入試動向分析

2026年度学校推薦型・総合型選抜結果レポート【2026年4月】

2026(令和8)年度

2026年度の学校推薦型選抜と総合型選抜の実施結果を調査・集計した。
強い現役志向や募集枠拡大などを背景に、国公立大・私立大ともに志願者増が続く。
2026年入試の前半戦として注目された「年内入試」の実施結果をレポートする。

 

《全体解説》

国公立大は志願者2%増、私立大は12%増!
首都圏私立大が学科試験方式で競争激化

 

[国公立大:共通テスト免除]
女子枠など募集枠拡大が影響

『螢雪時代』では、国公立大の共通テストを課さない(以下、共テ免除)学校推薦型選抜と総合型選抜(以下、「選抜」を略)について、2026年度(以下、26年。他年度も同様)入試結果の調査を行った。25年12月24日現在(調査締切日)の、共テ免除方式の両選抜合計の集計データ(80校:志願者数=約2万4千人)では、前年比で「志願者2%増、合格者2%増」、倍率(志願者数÷合格者数。以下も同様)は2.3倍→2.3倍(25年→26年)とほぼ同じだった(グラフ①)。

 

 

そのうち国立大が「志願者5%増、合格者3%増」で、倍率は2.4倍と前年並み、公立大が「志願者1%減、合格者1%増」で倍率は2.2倍と同じく前年並みだった。

志願者が微増となった基本的な要因としては、大学受験生数の増加(約2%増:旺文社推定)と、現役志向の強まりがある。さらに、次の2点が主な要因と見られる。

 

(1)理工系・情報系の女子枠導入など、共テ免除方式の総合型の実施大学・学部等が大幅に増えた(116→149大学、410→530学部等)。総合型は学校長の推薦を必要としないため、追い風になった。

(2)共テを課す方式も含め、募集人員が増えた(学校推薦型2%増、総合型8%増)。

 

国立大では、教育で総合型を新規実施した茨城大(24%増)、女子枠を拡充した新潟大(17%増)が大幅増。一方、公立大では都留文科大(8%減)の減少が目立った。

【学部系統別】
法の大幅増をはじめ、文理ともに幅広く志願者が増加する中で、医療・看護・栄養は減少した。

 

[私立大:学校推薦型・総合型]
京阪神では合格者絞り込みも

私立大の学校推薦型(指定校制を含む)と総合型についての、25年12月24日現在(調査締切日)の集計データ(116校:志願者数=約37万5千人)では、前年比で「志願者12%増、合格者3%増」、倍率は2.4倍→2.6倍とアップした(グラフ②)。25年に続き、私立大の強い人気ぶりが表れている。

 

 

国公立大と同様に受験生数の増加と、強い現役志向に加え、次の3点が要因と見られる。

 

(1)全体に、「専願→併願可」への変更、複数方式の同時併願制度の導入、英語外部検定利用の拡大が目立ち、見かけの志願者数の増加要因となった。

(2)「小論文・面接中心、専願」が主流だった首都圏で、25年に続き、京阪神に多い「学科試験中心、併願可」の方式の導入が、亜細亜大、立正大、神奈川大など中堅校で相次ぎ、競争激化につながった。

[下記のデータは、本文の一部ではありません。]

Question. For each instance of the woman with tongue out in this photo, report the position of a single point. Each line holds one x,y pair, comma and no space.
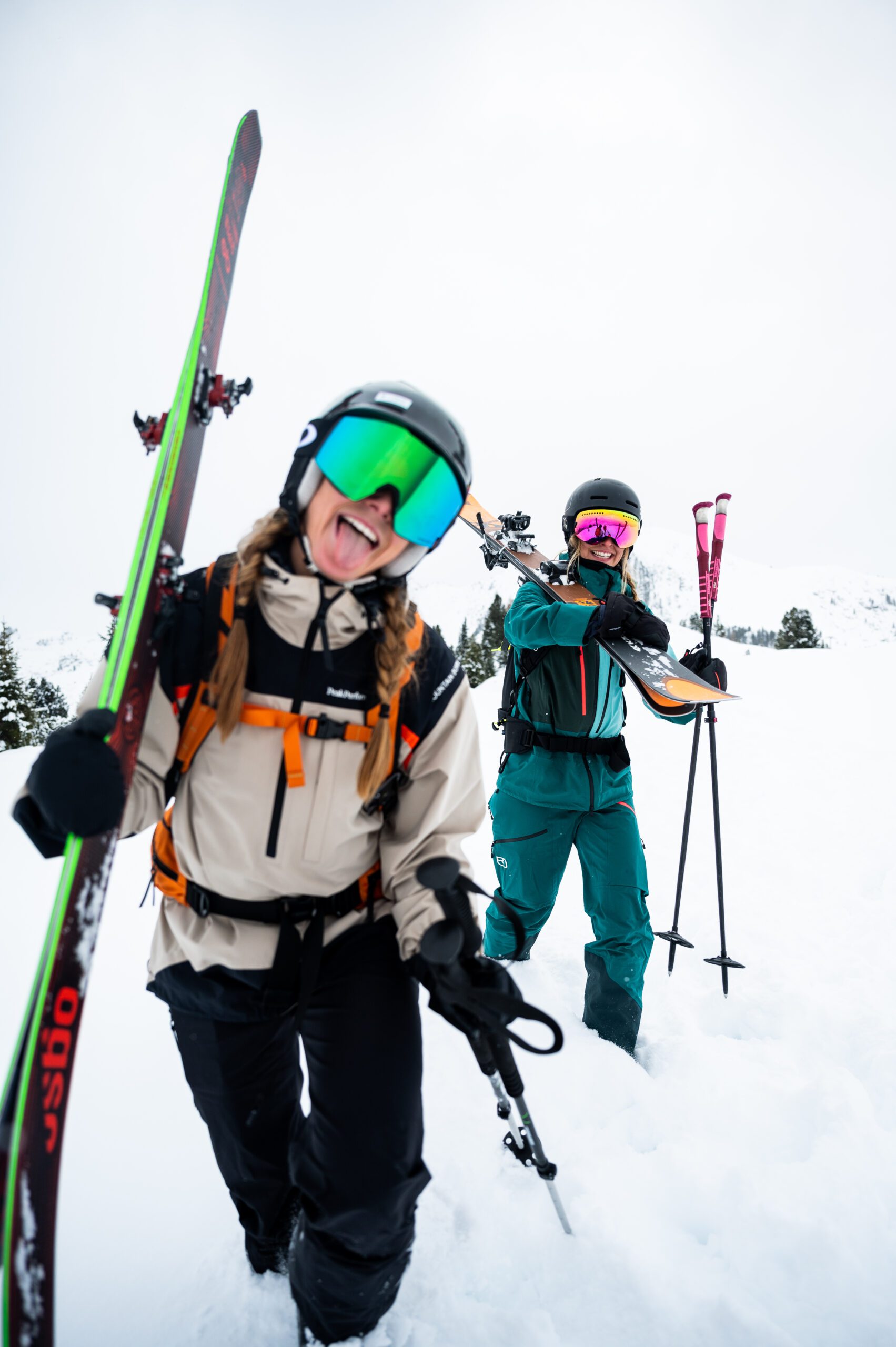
324,745
565,779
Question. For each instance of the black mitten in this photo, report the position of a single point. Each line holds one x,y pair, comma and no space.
710,671
77,782
621,616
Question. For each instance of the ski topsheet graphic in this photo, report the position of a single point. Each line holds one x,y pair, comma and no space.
666,685
37,1091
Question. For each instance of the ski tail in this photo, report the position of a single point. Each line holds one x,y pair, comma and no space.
701,523
719,542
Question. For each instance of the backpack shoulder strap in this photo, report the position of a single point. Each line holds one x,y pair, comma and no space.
197,716
529,662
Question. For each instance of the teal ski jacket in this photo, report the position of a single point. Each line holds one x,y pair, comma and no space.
575,690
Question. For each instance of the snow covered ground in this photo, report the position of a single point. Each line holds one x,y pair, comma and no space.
734,1186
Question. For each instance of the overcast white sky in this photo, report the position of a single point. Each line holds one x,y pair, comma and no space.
650,239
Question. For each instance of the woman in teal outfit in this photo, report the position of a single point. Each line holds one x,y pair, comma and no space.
565,779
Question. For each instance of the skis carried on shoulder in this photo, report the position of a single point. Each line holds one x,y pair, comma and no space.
37,1090
665,685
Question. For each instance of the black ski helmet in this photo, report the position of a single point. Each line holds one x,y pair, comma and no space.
600,492
402,405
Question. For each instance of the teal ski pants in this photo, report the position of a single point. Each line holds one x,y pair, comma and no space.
530,849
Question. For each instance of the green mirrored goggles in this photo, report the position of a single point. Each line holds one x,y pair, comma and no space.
361,456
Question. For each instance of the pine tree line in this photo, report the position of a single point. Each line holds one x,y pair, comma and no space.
486,657
29,710
797,632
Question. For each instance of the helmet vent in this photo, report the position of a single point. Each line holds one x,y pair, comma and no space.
395,400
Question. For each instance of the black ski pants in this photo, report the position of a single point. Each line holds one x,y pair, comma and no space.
355,1163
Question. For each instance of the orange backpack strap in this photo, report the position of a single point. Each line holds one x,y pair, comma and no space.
198,717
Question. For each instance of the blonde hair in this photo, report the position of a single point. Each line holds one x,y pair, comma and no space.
227,683
628,582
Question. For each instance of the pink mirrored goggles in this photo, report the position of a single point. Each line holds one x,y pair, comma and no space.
616,525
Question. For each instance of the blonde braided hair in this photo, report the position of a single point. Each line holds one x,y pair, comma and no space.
628,582
391,660
227,685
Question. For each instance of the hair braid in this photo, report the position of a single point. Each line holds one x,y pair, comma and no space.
227,685
391,662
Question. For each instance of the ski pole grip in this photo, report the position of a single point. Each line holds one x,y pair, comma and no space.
506,1064
442,874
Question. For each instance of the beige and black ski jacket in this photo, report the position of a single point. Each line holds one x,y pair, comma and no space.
240,830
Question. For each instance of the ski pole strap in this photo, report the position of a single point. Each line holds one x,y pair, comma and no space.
489,1012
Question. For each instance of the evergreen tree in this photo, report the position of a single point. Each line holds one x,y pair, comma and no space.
49,709
798,632
15,709
479,665
476,659
494,632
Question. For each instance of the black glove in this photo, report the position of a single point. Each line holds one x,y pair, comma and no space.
620,615
77,782
710,671
455,988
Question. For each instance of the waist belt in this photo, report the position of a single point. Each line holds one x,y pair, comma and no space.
297,961
296,907
520,737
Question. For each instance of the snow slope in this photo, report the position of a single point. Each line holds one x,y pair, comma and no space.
729,1189
849,608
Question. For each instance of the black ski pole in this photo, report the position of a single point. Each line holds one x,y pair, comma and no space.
701,523
442,946
722,960
531,1151
673,937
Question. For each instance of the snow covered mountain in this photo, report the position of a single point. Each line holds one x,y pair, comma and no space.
732,1187
849,609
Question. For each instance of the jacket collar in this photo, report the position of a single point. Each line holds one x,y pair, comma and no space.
290,604
601,582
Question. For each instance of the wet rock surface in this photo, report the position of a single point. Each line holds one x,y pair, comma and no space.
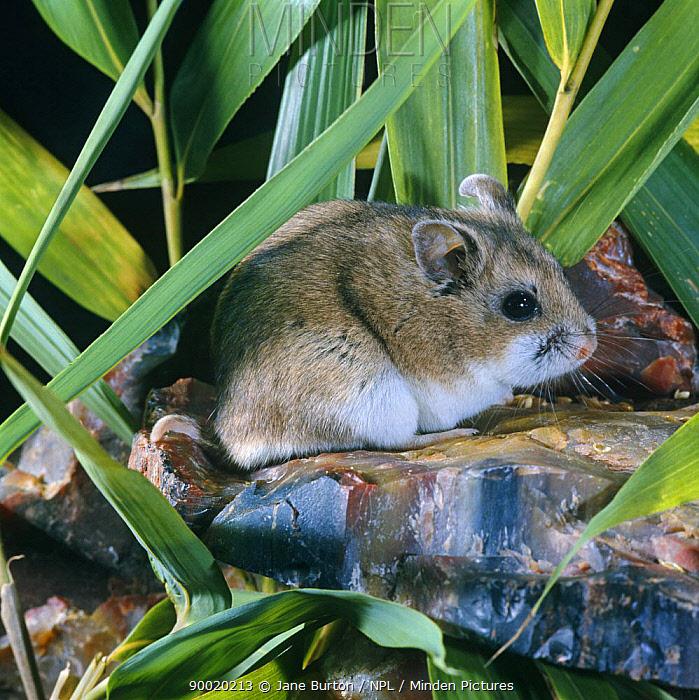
63,634
48,488
464,530
178,465
645,346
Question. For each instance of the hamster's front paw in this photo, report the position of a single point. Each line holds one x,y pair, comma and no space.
433,438
175,423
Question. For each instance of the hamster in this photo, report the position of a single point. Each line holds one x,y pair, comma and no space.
363,326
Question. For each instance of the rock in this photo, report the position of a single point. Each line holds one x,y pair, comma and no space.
355,667
63,634
644,346
464,530
178,465
49,489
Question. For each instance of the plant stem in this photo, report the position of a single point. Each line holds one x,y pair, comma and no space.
172,195
565,97
20,641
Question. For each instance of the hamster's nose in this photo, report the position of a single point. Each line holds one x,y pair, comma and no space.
587,348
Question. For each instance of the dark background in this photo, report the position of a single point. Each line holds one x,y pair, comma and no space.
56,96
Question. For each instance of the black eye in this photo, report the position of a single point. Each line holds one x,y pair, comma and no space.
520,306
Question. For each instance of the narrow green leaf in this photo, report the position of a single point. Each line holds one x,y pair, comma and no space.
667,228
36,333
209,648
457,105
103,32
155,624
190,574
381,189
569,685
222,69
634,115
525,123
93,259
291,188
106,123
630,690
324,79
521,36
473,680
564,26
658,215
667,479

(3)国の「修学支援新制度」の拡充で、学費減免や給付型奨学金の対象が少しずつ広がり、従来の短大・専門学校の志望者層が、私立大の「年内入試」に流入した。

 

【地区別】
首都圏では、慶應義塾大(13%増)、法政大(25%増)、立教大(22%増)など、難関~準難関校も大幅増となった。

京阪神地区では、「産近甲龍」のうち、京都産業大(10%増)、龍谷大(22%増)が大幅増。近畿大(3%増)、甲南大(5%増)もやや増加。また、京都女子大や大阪経済大など、合格者絞り込みが顕著な大学も目立った。

【学部系統別】
文理を問わず増加し、文系では法、経済・経営・商、国際関係・外国語、文・人文・教養が大幅増。理系は医療・栄養・看護が大幅増も、薬は小幅な増加に留まった。

 


この記事は「螢雪時代(2026年5月号)」より転載いたしました。